Balancing Prompts with System Flexibility

Initially, I spent considerable time designing a system that abstracted prompts away from workflow logic. My goal was to keep workflows readable and maintainable by hiding the complexity of prompt management. While this worked for smaller workflows, it introduced unnecessary complexity in larger systems where visibility into prompt structures became essential.

For example, debugging issues related to missing variables or incorrect prompt formatting often required scrolling through multiple abstraction layers, making the system harder to maintain. Over time, I realized that while abstracting prompts is useful for keeping code clean, too much abstraction can hinder debugging and flexibility.

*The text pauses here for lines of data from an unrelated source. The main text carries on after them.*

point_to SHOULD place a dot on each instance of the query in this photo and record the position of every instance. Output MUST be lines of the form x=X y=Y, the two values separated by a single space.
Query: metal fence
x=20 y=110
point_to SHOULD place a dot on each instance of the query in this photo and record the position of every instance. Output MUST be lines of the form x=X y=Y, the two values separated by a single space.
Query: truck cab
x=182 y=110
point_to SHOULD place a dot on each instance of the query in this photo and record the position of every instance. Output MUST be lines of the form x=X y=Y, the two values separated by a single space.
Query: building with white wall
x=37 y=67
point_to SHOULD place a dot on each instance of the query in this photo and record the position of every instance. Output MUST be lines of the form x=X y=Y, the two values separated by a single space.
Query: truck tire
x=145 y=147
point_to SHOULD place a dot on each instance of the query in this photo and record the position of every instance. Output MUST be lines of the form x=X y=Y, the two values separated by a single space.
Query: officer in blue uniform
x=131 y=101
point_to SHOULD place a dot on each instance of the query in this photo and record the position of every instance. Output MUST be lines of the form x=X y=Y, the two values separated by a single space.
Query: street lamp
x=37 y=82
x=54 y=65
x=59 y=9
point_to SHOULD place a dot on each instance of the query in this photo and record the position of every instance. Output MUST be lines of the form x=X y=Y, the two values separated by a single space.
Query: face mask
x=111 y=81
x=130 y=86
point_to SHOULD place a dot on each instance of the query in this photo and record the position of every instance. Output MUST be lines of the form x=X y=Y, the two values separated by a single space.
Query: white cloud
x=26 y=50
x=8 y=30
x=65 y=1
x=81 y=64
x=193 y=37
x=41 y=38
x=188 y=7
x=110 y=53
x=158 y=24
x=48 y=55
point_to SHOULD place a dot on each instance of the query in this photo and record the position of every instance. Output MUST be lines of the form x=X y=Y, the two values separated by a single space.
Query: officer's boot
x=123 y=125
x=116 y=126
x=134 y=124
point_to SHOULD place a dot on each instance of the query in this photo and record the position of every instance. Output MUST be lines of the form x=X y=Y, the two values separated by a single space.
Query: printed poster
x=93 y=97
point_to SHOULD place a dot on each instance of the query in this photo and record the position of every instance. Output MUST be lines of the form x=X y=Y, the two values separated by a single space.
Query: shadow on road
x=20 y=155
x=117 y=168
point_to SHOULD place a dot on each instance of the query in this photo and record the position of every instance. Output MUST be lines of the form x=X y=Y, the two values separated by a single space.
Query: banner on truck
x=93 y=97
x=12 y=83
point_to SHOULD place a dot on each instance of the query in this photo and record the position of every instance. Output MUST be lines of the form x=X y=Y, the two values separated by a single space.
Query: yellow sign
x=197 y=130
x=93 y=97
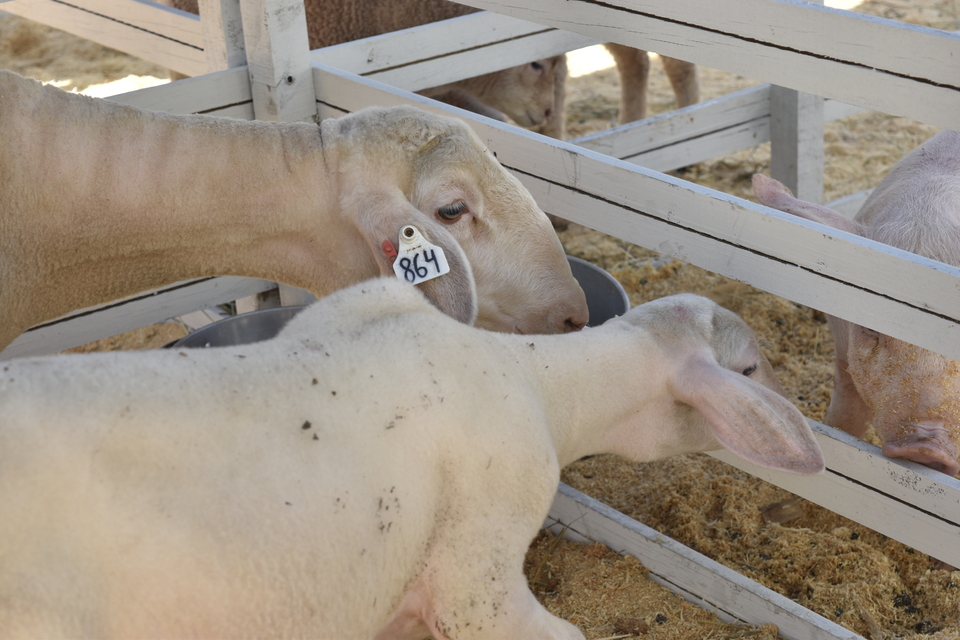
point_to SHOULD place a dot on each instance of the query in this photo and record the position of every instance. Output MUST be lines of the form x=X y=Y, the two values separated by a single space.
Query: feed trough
x=606 y=299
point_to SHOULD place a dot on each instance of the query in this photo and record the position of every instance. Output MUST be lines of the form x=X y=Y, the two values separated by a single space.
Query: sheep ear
x=382 y=217
x=774 y=194
x=749 y=419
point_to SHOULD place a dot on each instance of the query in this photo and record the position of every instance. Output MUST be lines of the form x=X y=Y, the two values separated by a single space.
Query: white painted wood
x=222 y=27
x=892 y=291
x=796 y=142
x=695 y=577
x=278 y=59
x=904 y=500
x=691 y=123
x=210 y=93
x=709 y=129
x=861 y=60
x=148 y=16
x=438 y=39
x=427 y=56
x=173 y=54
x=108 y=320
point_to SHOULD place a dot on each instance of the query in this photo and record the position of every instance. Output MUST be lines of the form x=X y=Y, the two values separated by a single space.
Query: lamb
x=347 y=479
x=909 y=394
x=131 y=200
x=533 y=95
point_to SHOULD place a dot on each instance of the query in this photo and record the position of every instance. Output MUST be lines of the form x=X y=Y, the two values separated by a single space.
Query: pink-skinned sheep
x=378 y=470
x=102 y=201
x=910 y=395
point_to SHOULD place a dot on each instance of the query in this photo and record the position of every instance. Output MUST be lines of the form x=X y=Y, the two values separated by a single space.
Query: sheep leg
x=633 y=67
x=685 y=80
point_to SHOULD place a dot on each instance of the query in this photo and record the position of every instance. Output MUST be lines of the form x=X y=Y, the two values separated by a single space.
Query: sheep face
x=523 y=281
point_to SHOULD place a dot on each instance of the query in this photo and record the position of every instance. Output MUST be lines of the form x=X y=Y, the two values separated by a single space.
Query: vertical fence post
x=222 y=34
x=281 y=81
x=796 y=141
x=278 y=56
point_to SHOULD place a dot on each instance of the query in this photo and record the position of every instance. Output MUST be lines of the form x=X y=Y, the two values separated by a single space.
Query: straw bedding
x=864 y=581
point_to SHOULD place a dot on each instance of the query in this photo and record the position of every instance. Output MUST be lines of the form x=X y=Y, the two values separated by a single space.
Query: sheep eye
x=452 y=211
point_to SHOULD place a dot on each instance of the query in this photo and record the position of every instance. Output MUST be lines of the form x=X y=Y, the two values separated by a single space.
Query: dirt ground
x=864 y=581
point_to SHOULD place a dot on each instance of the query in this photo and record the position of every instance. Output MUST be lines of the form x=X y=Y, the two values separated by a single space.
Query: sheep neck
x=593 y=388
x=253 y=191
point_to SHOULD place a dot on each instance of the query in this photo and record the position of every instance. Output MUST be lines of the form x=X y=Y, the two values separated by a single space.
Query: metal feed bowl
x=605 y=299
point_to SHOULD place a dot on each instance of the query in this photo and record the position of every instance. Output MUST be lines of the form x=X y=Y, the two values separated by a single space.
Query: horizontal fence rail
x=163 y=35
x=131 y=313
x=698 y=579
x=870 y=62
x=799 y=260
x=890 y=290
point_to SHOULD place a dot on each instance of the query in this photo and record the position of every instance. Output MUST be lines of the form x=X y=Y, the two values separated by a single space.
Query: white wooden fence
x=852 y=60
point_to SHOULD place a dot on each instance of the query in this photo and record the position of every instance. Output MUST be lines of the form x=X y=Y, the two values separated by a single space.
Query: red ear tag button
x=389 y=250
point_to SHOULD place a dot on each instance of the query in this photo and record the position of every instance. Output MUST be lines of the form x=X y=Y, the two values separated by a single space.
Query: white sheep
x=533 y=95
x=376 y=471
x=101 y=201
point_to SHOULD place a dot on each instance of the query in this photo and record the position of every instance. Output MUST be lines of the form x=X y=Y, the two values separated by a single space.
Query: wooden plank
x=278 y=58
x=904 y=500
x=138 y=311
x=892 y=291
x=151 y=17
x=222 y=28
x=211 y=93
x=823 y=64
x=173 y=54
x=434 y=54
x=709 y=129
x=457 y=66
x=796 y=142
x=698 y=579
x=683 y=125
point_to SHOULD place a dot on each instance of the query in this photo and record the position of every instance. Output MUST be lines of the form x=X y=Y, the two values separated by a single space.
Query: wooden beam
x=695 y=577
x=185 y=56
x=450 y=50
x=904 y=500
x=892 y=291
x=222 y=34
x=874 y=63
x=278 y=59
x=131 y=313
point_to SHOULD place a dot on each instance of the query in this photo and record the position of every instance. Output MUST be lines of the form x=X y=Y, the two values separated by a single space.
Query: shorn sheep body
x=99 y=201
x=376 y=471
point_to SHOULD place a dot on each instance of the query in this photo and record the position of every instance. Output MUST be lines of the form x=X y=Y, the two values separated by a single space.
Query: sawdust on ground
x=864 y=581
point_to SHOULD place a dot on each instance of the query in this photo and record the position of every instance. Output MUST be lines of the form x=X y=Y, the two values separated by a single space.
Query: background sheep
x=101 y=201
x=145 y=501
x=909 y=394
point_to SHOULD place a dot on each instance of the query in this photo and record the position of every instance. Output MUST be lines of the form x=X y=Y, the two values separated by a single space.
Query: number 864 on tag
x=418 y=260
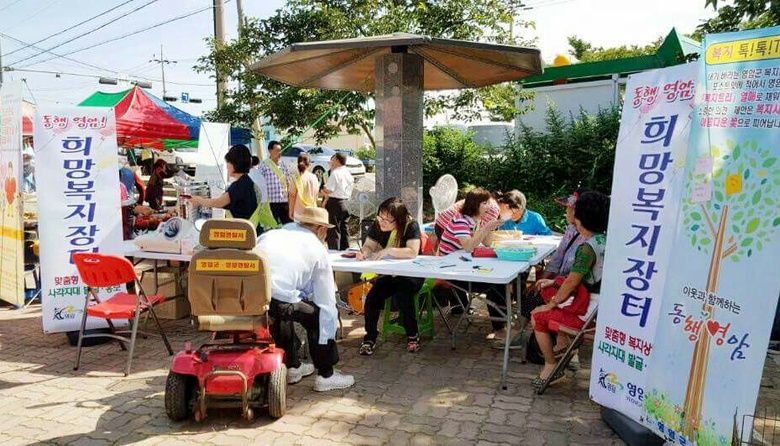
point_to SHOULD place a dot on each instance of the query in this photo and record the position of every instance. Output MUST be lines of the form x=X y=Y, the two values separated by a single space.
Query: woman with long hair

By integrating prompt versioning and leveraging Typescript’s type safety, I found a balance between abstraction and visibility. The versioning system allowed us to manage prompts efficiently while keeping them accessible within the workflow. Typescript’s compile-time checks ensured that any changes to prompts or their expected variables were immediately reflected in the code, reducing the chances of mismatches or errors.

This approach reduced debugging time and improved overall system maintainability. Developers could quickly identify issues related to prompts without wading through unnecessary layers of abstraction, making the system both flexible and robust.

Landing on My Own Approach

After nine months of building and testing prototype apps with Python, FastAPI, LangChain, and Typescript/NestJS, I developed my own Typescript library for interacting with LLMs. This library drastically simplified my backend code and streamlined my approach to building LLM-based components.

Here are the guiding principles I followed:

  • Simplicity: The API must be easy to use and understand.
  • Type Safety: Enforce type safety wherever possible to prevent bugs and improve reliability.
  • Sensible Defaults: Common use cases should work out of the box, with customizations available as needed.
  • Scalability: Features like prompt versioning should be available but managed seamlessly and invisibly to the user.
  • Concurrency Management: Efficient task execution should be built into the system, simplifying workflow scaling.
  • Developer Experience: Writing and using the library should be enjoyable and not burdensome. Clear code and easy debugging are essential.

By focusing on these principles, I built a framework that not only met the technical requirements of our projects but also enhanced the developer experience and contributed to better business outcomes. The integration of Typescript’s type safety, built-in prompt versioning, and a focus on maintainability set this framework apart from existing solutions like LangChain.

Lastly

Choosing the right technology stack and tools is crucial for the success of any project, especially when dealing with complex systems like those involving LLMs. By embracing Typescript’s type safety, integrating built-in prompt versioning, and focusing on developer experience and maintainability, I was able to overcome the limitations I faced with Python and LangChain.

For senior Node.js engineers, these considerations are paramount. The ability to catch errors at compile-time, efficiently manage and version prompts, and maintain a clean, approachable codebase can significantly impact a project’s scalability and reliability.

My journey led me to develop a solution that addresses these challenges head-on. I hope that sharing these experiences helps others facing similar decisions and highlights the benefits of a Typescript-based approach to building scalable, maintainable LLM applications.